Study: Stimulus checks helped keep Americans afloat
Stimulus checks carved out by two major U.S. COVID relief bills — one signed by then President Trump last December and one by President Biden in March — helped many Americans avoid disaster, a new University of Michigan study analyzing census data finds.
Why it matters: More Americans were able to afford food and pay for standard household expenses after stimulus checks were distributed by the IRS in January and April, the analysis found.
Yes, but: Scott Winship, director of poverty studies at the American Enterprise Institute, questioned how reliable the census data is, per the New York Times . He noted that "fewer than one in 10 of the households the government contacts answer the biweekly surveys."

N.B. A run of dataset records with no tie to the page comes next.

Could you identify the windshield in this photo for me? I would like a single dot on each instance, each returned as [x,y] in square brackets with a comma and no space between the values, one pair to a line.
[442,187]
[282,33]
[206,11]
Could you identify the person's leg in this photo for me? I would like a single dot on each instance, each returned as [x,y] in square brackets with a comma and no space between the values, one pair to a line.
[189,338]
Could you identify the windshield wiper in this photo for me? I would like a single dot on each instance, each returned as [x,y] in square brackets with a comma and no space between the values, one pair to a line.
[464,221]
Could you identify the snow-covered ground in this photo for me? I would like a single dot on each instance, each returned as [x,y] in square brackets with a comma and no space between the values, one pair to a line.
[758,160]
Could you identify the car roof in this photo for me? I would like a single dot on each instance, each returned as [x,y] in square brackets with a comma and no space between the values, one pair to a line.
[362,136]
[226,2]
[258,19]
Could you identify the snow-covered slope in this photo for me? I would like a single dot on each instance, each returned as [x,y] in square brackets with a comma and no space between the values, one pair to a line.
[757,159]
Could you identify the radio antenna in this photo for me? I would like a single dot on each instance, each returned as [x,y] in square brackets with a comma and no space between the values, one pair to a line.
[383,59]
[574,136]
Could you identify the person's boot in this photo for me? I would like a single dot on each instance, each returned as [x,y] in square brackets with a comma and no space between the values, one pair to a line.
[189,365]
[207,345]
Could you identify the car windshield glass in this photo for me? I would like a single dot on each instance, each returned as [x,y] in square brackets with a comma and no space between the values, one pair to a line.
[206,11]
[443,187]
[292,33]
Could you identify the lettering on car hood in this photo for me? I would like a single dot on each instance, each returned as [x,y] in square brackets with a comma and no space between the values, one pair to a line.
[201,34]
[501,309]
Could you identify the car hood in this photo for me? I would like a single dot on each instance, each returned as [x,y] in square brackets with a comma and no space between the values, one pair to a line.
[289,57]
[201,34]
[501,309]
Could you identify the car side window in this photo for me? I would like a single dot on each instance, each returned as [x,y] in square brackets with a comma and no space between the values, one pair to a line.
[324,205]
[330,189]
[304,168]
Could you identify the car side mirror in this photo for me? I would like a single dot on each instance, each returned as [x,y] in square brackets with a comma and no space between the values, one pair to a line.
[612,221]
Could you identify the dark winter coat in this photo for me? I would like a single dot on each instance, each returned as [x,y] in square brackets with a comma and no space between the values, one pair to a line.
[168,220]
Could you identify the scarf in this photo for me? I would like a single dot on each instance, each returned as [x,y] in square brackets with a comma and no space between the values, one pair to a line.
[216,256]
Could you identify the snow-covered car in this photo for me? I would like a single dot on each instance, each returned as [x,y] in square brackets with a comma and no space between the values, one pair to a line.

- "He also argued that hardship would have fallen anyway, since the last round of stimulus checks coincided with tax season, which sends large sums to low-wage workers through tax credits," per the Times.
- Zachary Parolin, a researcher at Columbia University, said that about half the country's decline in poverty would have taken place without pandemic relief, primarily because of earned-income and child tax credits.
What they found: Adults with children and people in households with annual incomes less than $25,000 benefitted most from direct coronavirus relief in the two bills, the study found.
- Respondents to the Census Household Pulse Survey reported lessened anxiety and depression after the bills were passed.
What to watch: The expanded monthly child tax credit introduced in Biden's $1.9 trillion COVID relief package will begin arriving in parents' bank accounts on July 15, according to the White House.